J&B MET (Grade 1)
Kenilworth, Turf, 2000m, 1 February 2014
Hill Fifty Four (Captain Al), second in last year’s Grade 1 J&B Met, went one better Saturday to gain redemption in one of South Africa’s most important races while earning his first victory at the highest level.
The winner of three straight races over the 2012/13 season - including the Grade 3 Algoa Cup and Grade 2 Peninsula Handicap, Hill Fifty Four tried Grade 1 company for the first time in this race last year when he just missed out to Martial Eagle (Silvano).
Third behind Beach Beauty (Dynasty) in the Grade 2 Drill Hall Stakes next out, he failed to hit the board in his last two outings of the season, finishing sixth in the Grade 1 Gold Challenge and a lackluster 19th in the Grade 1 Vodacom Durban July. He resumed with a flat-footed 11th in the Grade 2 Green Point Stakes November 23, but improved to be second to Master Of My Fate (Jet Master) in the Grade 2 Premier Trophy December 14. He finished fourth behind that same rival (who checked in fifth Saturday) when looking to defend his title in the Peninsula last out January 11.

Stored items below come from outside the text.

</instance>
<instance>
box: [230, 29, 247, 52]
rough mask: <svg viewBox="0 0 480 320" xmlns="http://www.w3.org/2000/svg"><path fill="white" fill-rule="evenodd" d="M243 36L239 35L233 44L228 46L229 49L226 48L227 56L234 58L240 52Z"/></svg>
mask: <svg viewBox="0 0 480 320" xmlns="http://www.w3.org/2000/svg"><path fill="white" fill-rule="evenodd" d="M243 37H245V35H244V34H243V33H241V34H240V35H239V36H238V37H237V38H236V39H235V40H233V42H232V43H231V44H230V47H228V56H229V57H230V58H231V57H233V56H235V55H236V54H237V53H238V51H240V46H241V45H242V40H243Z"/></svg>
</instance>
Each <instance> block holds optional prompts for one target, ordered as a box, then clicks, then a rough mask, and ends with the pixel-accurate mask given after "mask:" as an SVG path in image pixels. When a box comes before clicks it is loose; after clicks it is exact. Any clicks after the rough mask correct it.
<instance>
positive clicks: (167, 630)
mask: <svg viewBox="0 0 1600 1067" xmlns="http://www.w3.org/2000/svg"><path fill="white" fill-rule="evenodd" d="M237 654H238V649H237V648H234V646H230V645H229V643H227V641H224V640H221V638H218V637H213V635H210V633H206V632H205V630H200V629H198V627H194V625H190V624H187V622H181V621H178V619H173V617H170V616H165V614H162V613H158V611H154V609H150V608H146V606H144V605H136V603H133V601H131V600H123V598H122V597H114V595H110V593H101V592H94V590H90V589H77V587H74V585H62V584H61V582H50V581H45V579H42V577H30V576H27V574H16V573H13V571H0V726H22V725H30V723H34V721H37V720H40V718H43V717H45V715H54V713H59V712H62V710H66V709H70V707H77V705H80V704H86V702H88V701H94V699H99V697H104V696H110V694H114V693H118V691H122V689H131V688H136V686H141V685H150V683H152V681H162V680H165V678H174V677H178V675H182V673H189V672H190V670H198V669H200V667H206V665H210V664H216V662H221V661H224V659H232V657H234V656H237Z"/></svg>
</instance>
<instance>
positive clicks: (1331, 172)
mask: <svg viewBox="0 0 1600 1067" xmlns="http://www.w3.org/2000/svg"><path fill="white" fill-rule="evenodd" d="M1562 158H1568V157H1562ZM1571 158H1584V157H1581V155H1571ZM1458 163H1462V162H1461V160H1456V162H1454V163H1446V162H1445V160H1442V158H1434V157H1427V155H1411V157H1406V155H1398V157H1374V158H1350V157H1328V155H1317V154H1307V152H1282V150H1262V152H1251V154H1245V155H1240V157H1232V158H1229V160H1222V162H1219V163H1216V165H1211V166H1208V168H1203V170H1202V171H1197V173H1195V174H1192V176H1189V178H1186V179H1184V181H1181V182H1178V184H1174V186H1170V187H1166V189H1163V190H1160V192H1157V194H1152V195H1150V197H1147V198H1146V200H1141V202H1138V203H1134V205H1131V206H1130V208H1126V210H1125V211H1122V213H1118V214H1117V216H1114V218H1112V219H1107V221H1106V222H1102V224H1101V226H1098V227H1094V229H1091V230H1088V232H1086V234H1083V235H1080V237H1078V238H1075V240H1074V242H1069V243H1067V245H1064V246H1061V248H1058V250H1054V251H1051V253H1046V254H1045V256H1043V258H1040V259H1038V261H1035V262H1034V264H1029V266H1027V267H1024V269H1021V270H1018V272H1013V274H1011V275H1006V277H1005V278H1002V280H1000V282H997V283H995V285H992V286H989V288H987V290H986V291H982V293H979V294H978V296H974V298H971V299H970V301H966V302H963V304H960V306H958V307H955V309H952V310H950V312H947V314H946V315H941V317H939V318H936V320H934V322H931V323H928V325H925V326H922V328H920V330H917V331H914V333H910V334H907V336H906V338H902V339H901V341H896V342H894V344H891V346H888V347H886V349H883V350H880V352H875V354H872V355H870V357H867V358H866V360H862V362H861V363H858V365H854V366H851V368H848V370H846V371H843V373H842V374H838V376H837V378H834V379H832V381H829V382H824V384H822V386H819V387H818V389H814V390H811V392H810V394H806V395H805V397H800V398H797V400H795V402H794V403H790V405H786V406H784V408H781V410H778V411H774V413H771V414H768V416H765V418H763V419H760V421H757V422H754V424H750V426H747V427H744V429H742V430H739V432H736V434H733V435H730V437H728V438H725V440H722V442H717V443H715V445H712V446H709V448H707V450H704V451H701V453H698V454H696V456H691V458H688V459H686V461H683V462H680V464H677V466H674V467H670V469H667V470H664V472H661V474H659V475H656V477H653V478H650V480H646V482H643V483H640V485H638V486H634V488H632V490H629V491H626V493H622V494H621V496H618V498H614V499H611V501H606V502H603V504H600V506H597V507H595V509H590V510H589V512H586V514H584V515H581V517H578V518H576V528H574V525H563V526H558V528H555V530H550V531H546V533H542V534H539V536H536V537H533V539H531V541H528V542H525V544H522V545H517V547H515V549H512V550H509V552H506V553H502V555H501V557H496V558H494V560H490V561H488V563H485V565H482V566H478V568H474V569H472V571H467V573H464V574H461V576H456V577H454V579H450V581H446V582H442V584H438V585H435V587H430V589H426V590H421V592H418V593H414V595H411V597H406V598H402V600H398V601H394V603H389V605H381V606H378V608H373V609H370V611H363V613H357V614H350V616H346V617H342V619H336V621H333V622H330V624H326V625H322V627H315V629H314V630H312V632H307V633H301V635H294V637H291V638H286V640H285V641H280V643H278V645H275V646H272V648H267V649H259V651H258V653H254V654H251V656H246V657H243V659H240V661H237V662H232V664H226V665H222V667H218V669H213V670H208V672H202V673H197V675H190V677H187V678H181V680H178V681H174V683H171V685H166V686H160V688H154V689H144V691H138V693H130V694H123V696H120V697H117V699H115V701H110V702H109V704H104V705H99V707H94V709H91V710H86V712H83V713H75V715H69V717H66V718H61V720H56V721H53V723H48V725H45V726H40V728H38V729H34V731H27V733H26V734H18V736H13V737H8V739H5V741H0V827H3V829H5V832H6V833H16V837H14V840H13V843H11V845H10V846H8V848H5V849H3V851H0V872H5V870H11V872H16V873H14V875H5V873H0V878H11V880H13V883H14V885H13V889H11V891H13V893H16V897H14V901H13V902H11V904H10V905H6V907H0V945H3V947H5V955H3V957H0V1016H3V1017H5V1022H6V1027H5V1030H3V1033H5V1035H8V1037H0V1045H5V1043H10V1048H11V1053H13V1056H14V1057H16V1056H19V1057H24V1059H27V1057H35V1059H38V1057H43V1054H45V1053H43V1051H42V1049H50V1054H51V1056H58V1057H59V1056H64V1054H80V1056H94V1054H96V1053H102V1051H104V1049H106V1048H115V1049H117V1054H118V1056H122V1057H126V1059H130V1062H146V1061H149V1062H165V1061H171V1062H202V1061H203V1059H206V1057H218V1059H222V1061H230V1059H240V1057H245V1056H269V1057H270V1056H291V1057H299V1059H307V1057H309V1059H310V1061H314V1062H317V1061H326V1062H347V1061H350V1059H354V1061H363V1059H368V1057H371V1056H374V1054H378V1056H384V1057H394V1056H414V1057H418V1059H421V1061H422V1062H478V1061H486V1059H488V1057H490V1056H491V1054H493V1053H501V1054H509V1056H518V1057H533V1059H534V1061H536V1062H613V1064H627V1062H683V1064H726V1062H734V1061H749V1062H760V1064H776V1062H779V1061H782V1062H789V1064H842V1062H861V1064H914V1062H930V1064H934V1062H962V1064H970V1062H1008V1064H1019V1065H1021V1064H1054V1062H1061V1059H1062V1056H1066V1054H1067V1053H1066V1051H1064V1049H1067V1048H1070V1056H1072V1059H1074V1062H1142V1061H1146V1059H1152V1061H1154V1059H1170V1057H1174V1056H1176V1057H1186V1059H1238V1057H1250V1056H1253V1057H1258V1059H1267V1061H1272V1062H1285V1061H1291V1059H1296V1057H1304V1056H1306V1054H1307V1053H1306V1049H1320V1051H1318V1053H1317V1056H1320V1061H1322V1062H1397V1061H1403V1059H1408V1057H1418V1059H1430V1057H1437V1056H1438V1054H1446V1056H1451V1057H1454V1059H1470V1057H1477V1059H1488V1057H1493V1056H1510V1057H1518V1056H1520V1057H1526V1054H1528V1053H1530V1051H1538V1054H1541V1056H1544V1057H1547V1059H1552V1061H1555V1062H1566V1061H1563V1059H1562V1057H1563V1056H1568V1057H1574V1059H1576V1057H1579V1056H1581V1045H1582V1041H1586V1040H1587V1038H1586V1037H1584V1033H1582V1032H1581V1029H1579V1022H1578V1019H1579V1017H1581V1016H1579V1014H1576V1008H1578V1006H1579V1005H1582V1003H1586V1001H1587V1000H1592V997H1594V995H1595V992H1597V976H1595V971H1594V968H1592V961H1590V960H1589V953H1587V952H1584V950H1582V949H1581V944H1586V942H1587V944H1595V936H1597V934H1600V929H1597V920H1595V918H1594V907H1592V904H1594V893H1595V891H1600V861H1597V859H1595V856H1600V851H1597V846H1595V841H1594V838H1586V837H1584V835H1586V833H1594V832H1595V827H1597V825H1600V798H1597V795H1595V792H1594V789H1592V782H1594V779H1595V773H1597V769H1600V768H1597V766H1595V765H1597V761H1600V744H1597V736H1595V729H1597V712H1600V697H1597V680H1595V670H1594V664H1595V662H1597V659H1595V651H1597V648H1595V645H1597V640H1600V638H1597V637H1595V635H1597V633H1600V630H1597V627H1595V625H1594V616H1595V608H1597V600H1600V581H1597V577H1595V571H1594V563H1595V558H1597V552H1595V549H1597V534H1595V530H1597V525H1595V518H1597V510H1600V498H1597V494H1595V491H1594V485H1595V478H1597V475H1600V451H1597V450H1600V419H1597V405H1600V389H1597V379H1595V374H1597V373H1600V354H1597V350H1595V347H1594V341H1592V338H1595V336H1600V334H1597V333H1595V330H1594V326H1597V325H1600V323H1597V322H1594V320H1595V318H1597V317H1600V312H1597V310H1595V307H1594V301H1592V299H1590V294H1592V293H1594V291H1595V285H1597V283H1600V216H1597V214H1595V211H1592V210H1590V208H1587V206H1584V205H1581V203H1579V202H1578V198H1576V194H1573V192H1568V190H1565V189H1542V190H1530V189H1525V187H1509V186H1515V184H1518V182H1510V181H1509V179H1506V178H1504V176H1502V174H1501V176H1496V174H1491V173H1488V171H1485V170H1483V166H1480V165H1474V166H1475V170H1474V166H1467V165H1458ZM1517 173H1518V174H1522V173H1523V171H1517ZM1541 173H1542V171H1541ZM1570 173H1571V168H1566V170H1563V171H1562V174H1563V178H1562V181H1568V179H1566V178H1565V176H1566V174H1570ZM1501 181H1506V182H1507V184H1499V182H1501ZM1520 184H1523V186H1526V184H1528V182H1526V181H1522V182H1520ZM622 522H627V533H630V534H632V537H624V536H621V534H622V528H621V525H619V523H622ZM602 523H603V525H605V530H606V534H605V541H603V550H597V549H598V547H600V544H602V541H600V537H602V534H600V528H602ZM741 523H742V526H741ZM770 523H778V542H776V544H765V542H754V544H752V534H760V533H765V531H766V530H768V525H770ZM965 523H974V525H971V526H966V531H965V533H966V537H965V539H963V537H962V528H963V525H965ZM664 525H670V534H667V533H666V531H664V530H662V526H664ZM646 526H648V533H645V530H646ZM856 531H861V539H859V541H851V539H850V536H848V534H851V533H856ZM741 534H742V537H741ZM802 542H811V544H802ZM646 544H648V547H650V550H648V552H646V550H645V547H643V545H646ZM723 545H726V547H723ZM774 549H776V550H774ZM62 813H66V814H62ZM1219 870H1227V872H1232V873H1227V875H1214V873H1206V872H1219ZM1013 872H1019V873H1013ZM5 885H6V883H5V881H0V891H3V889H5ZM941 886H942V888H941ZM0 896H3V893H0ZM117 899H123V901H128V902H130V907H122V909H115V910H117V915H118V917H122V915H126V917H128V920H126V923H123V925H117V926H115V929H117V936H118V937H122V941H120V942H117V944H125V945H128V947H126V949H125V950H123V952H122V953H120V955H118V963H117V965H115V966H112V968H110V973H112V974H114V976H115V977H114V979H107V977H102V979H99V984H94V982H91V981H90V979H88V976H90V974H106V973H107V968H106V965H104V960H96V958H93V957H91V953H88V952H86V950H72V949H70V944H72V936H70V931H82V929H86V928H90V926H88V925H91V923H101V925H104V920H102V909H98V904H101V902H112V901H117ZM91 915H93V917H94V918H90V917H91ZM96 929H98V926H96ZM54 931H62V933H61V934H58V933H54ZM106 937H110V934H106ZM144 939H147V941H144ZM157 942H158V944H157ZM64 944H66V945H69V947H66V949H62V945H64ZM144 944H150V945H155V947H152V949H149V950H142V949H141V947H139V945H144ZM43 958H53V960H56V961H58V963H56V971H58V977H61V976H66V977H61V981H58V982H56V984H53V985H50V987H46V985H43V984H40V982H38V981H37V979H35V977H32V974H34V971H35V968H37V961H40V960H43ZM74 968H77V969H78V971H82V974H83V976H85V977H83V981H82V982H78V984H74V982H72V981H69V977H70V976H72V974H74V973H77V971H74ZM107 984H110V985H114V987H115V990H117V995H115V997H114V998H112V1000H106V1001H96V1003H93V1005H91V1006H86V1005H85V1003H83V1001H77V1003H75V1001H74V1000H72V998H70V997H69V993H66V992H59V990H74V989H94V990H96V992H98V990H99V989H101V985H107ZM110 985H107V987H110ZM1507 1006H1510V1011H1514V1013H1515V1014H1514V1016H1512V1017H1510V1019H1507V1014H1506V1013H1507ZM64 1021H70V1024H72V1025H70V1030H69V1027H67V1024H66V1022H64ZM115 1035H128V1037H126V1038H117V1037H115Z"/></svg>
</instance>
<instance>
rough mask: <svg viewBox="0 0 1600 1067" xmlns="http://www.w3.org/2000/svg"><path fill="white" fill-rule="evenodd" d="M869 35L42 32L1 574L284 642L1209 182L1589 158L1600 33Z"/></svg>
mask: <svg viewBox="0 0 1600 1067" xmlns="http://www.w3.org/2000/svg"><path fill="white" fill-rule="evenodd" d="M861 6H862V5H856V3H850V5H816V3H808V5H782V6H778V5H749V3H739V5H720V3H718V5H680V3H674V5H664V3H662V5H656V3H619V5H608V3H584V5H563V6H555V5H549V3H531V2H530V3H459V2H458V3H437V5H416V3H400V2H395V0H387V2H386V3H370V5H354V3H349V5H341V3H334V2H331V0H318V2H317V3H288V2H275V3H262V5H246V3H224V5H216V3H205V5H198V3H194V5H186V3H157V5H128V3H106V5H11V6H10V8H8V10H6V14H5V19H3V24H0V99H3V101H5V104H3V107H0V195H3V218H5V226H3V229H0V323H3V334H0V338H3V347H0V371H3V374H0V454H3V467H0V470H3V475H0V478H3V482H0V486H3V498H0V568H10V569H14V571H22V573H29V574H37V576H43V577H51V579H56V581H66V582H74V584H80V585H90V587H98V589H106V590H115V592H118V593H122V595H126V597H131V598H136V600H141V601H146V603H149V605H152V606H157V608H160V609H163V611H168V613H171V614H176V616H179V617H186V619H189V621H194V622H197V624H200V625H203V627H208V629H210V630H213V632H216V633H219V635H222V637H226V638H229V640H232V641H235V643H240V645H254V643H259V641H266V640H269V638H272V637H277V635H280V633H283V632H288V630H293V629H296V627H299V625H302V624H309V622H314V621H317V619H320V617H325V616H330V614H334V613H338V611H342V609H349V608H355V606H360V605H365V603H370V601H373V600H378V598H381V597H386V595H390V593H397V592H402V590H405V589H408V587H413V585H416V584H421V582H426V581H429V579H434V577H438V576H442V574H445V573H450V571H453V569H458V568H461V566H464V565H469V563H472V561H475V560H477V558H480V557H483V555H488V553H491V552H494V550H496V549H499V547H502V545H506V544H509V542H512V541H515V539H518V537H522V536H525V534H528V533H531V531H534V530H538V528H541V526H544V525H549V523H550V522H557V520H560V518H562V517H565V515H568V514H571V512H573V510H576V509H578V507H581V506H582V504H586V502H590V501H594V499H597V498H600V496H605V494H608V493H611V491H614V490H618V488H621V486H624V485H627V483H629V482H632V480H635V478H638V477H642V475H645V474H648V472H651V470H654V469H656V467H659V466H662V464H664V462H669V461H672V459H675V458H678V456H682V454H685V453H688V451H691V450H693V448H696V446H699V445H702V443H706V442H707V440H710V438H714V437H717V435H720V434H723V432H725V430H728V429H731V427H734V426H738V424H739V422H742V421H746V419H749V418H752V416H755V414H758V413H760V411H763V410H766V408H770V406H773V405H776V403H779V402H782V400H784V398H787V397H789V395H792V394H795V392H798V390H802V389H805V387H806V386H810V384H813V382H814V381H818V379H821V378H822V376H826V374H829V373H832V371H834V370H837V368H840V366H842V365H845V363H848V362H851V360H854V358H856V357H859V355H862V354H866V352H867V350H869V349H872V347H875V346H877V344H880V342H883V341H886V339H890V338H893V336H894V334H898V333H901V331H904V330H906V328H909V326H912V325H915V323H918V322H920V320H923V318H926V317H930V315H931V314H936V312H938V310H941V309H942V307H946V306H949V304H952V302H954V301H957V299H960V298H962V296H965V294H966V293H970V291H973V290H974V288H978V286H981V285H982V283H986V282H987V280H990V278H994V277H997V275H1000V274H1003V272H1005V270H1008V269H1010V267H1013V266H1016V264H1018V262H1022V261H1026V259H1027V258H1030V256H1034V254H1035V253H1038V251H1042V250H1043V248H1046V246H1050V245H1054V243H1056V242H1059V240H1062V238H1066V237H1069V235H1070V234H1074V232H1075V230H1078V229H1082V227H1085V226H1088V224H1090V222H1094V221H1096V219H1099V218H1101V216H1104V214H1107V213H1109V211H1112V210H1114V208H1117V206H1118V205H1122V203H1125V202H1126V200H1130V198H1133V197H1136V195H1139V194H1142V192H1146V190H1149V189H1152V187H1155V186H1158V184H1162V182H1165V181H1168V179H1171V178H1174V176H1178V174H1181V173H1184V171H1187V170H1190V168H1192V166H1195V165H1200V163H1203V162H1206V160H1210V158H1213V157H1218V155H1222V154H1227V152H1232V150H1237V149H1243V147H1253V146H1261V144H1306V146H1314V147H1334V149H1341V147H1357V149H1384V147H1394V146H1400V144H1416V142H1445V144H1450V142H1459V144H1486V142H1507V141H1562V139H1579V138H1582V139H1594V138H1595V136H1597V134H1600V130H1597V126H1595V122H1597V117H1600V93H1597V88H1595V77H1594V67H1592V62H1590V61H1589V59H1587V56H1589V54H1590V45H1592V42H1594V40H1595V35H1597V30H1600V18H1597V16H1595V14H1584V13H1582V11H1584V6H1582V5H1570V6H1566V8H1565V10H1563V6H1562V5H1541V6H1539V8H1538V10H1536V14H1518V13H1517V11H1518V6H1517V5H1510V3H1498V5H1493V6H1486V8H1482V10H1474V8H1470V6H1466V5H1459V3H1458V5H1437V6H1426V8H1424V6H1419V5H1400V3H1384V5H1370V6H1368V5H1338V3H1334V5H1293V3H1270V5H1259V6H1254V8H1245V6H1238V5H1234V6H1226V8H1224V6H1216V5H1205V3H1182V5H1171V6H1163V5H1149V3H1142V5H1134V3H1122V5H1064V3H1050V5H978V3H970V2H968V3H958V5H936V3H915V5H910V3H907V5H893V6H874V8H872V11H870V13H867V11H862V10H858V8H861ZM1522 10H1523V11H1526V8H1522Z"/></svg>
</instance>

It was apparent that no one wanted the lead through the early stages of the Met, but once placed there, jockey Anton Marcus gave Hill Fifty Four an enterprising ride. Cantering along through easy opening splits, Marcus guided his mount wide after swinging into the straight, losing a few positions as those in behind began to gather momentum. That proved no matter for Hill Fifty Four, however, who came roaring back in the closing stages to regain the lead and post a confident victory.
The result was a family affair, as Hill Fifty Four was bred by Klawervlei Stud - owned in partnership by Hill Fifty Four’s owners Ingris and Markus Jooste - and is by its resident leading sire Captain Al, who was trained by Vaughan Marshall.
“It's just a wonderful feeling, and to have trained this horse’s father and won the Guineas with him - it’s a very special moment,” Marshall said. “I discussed it with Anton and everything just worked out according to plan, so I was very happy during the running.”
Marcus added, “It’s been a while in between drinks - the last time I won this race was in 1993. I’ve had about six or seven seconds in between, so I’m just elated to win it for Vaughan, and more importantly just a credit for Markus Jooste.” Of his ride, Marcus said, “I knew there wasn’t much speed in the race. I knew there were two horses who probably wanted to sit in the first quadrant, and possibly only two horses that potentially could lead. Vaughan didn’t tie me down - either way if someone else had lead I would have been very happy to take a sit. I just felt that last time I sat a bit long on him when he ran fourth behind Master Of My Fate.”